What a perfect(ly calculated) day.

  • Accept the kindness of others.

It never ceases to amaze me just how unwilling we can be to let others be kind. It comes from a good place; we don’t want to inconvenience others, so we politely decline offers of free meals, city tours, or whatever else it happens to be. Our way of being kind is to stop others being kind to us.

Well I’ve got news for you. That’s really stupid.

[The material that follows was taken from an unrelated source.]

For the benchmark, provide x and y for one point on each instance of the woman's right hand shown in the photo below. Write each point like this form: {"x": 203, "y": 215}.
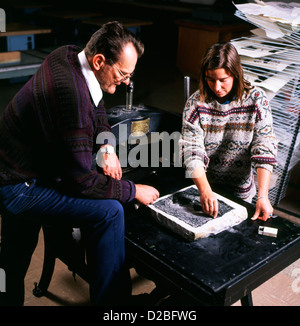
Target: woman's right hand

The vast majority of the time, people offer to do nice things because they want to. They get warm fuzzies. You get free shit. It’s a win-win situation, so just relax and let it happen. On one of my first trips, an elderly English woman offered to buy me a glass of wine because I couldn’t afford any of Paris’ finest (or its worst for that matter). The hyper-polite Canadian in me wanted to decline, but I fought my instincts and accepted. Little did I know that I was in for an evening of drinking and hearing about my host’s sexcapades in Paris forty years ago. Best. Night. Ever.

If you can pay your benefactor back in kind, then great. Double warm fuzzies. If not, read on.

Granny got around in her day.

Granny got around in her day.

  • Polish the golden horseshoe.

I’ll come clean about this one. It is in no way intended to make you luckier. This tip is purely for my own benefit (and for the benefit of others, I guess). You don’t always have the chance to return favours when you’re on the road, so make up for it by doing a few nice things for travellers after you return home. Not only will you benefit from the aforementioned fuzzy feelings, you’ll make a visitor to your city feel like the luckiest person around. Hopefully that visitor will be me.

I like to call this network of favour-giving “polishing the golden horseshoe.” If that makes you uncomfortable, I understand.

When people visit my home town, I take them here.

When people visit my home town, I take them here.

  • Just ask.

You would be surprised how many windfalls will come your way once you start asking for what you want. Many tourist attractions have student discounts that they don’t advertise. Campsites usually have overflow areas for latecomers. Entertainment venues often have rush tickets available even if they appear to be sold out, hence how I got standing-room-only tickets to Beethoven’s 5th symphony (the one that goes duh nuh nuh nuuuuuuuh) at Royal Albert Hall. ‘Aint no mosh pit like a symphony mosh pit, as I always say.

Don’t hesitate to ask, even if you think the answer will be no. That being said, never get pushy or upset if you don’t get special treatment. Chances are, if the person you’re talking to could help, they would.

Like the ranger who set me up with this sweet campsite next to ancient ruins (even though the sign said they were full).

Like the ranger who set me up with this sweet campsite next to ancient ruins (even though the sign said they were full).

  • You’re your own good-luck charm.

The greatest factor determining the size and depth of your golden horseshoe is your attitude. If you see a minor setback as a stroke of bad fortune, that’s exactly what it’ll be. Instead of getting upset when things don’t go your way, take it as an opportunity to make your own luck. When life rains on your walking tour, nip into a bar to sample the local poison. When your train is delayed by five hours, take the opportunity to chat with your neighbours. The best memories always come from the unexpected, so embrace it. You’re lucky enough to be travelling already, and it only gets better from there.